Hello,

When nifi receives this listing from the SFTP server, it will create a FlowFile 
for each remote file. This FlowFile contains a map of attributes. Additionally, 
it will create a provenance RECEIVE event. All of this is then stored in an 
internal data structure in the session object. So, all told you are probably 
looking at about 1-2 KB of Java heap used for each FlowFile. That means that 
for 10 million flowfiles you would need something on the order of 10-20 GB of 
heap space.

Splitting the data directories up into smaller directories would certainly 
help. But then you would also unfortunately need N number of processors, I 
believe. If you use a recursive directory structure and configure the processor 
to recurse, I don’t think you’ll see an improvement.

If the ListSFTP processor doesn’t already have a mechanism for batch size (so 
that you could set it to 100,000) then that would probably be a very useful 
feature to add. I think we can do this safely, as long as we emit the oldest 
data first and update the cluster’s state with each batch of FlowFiles.

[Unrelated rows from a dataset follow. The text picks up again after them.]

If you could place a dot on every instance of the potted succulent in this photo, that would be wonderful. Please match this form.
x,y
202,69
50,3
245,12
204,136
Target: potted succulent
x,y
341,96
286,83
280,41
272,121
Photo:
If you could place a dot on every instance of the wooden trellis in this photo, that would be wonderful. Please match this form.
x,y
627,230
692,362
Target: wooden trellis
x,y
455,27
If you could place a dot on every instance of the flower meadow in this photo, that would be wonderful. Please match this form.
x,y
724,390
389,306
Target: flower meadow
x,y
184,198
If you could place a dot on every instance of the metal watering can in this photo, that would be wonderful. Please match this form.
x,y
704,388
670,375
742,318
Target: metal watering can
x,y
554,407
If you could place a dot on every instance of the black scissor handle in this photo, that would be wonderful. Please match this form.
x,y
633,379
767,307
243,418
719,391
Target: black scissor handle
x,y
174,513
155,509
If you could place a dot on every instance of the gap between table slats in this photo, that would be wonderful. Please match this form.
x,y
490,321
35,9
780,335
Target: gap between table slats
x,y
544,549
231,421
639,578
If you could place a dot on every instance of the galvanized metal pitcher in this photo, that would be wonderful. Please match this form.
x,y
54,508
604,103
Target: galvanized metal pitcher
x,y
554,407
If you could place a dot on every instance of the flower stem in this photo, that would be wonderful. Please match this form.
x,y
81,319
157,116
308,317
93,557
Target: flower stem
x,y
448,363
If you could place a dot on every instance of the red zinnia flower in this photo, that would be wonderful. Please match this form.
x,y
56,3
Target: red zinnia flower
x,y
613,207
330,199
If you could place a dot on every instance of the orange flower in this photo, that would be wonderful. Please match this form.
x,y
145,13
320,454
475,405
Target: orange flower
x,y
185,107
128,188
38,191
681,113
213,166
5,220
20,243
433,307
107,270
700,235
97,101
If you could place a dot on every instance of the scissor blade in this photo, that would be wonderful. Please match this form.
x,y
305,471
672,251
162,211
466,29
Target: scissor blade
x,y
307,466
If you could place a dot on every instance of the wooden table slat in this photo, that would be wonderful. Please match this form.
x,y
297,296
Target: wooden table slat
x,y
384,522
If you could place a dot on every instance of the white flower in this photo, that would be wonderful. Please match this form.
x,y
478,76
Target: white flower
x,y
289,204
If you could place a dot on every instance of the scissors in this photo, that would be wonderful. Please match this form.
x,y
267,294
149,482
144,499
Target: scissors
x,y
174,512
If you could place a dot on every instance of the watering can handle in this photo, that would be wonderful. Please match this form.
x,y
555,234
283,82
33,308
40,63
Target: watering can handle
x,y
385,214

Do you mind creating a JIRA for that improvement? Also, if you are so inclined 
to delve into implementing the feature, those of us on the mailing list would 
be more than happy to help you get it across the finish line.

Thanks!
-Mark

Sent from my iPhone

On May 5, 2018, at 5:51 PM, B <[email protected]<mailto:[email protected]>> 
wrote:

Hi,
 I have a directory where some other system was sending me tons of files into 
an SFTP server.

Now ListSFTP works GREAT on every folder everywhere on this server. But this 
one folder, has I think around 10 million files or something (maybe too many).

It takes a long time to run "ls" on this directory like 5-6 minutes for SSH to 
reply back.

It freezes ListSFTP processor on primary node. I end up having to restart the 
Coordinator node after 30 minutes or hour of waiting.

Why does "ls" come back but ListSFTP struggles more and freezes thread? Is 
there a way to limit the amount of files ListSFTP should pull in? I'd like it 
if I can divide it up into chunks of 100,000.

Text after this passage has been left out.